In the December 15, 1981 Subscription Agreement he stated that he had sufficient knowledge and experience in business matters to enable him to evaluate the merits of his investment. He admitted to being informed that his investment "is a speculative one and involves a high degree of risk." Further, Zissu acknowledged that no representations or warranties had been made to him by Encore or its agents outside of information contained in the POM. Finally, plaintiff warranted that his statements were true and correct. In Paragraph 8 of the Agreement plaintiff agreed to indemnify and hold harmless the partnership and each general and limited partner "against any and all loss, damage or liability due to or arising out of a breach of any representation or warranty" made by plaintiff.

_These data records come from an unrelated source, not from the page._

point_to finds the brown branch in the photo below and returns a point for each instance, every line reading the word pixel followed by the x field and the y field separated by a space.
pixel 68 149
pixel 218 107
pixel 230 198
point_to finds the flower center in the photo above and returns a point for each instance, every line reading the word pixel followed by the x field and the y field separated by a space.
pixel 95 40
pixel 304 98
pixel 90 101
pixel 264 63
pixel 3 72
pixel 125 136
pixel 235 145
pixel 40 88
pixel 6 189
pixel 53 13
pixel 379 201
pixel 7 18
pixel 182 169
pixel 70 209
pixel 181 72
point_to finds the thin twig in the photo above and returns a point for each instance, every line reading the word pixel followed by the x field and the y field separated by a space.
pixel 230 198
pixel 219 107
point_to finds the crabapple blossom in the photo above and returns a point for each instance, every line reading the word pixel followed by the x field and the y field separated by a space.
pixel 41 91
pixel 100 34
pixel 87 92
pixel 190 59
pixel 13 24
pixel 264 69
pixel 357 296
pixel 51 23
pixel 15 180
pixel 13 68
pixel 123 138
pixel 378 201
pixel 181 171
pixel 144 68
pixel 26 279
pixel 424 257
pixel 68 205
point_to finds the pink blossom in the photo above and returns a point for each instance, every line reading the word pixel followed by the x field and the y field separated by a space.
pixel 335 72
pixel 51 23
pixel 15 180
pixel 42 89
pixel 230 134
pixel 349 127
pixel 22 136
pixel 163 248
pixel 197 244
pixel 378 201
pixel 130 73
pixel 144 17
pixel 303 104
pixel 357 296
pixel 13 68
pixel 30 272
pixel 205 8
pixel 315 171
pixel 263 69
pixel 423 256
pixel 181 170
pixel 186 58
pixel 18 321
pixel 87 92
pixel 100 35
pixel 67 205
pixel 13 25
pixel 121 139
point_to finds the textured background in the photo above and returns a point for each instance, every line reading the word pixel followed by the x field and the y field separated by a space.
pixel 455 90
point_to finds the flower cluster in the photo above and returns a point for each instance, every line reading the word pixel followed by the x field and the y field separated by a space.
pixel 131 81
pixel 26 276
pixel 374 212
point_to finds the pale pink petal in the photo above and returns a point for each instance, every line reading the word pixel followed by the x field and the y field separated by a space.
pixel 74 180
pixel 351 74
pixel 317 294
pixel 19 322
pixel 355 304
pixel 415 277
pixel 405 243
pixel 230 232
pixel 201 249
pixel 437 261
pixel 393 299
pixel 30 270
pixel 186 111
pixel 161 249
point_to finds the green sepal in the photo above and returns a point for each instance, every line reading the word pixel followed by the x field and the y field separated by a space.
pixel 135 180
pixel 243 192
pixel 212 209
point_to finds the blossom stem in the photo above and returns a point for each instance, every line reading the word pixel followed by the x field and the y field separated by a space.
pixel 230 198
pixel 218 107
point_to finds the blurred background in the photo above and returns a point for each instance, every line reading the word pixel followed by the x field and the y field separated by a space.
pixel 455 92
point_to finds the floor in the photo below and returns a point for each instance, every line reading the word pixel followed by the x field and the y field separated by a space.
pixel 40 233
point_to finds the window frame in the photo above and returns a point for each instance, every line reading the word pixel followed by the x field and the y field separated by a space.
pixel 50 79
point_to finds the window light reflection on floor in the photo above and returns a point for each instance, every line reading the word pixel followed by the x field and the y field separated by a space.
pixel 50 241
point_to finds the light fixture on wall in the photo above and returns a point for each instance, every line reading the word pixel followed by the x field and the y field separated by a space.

At the same time Zissu's rights under the federal securities laws were preserved. The Agreement specifically stated:

Notwithstanding any of the representations, warranties, acknowledgments or agreements made herein by me, I do not thereby or in any other manner waive any rights granted to me under federal or state securities laws.

Thus, by bringing a claim alleging material oral and written misstatements upon which he had relied, Zissu effectively admitted a breach of the acknowledgment he made that no representations or warranties had been made to him outside the POM.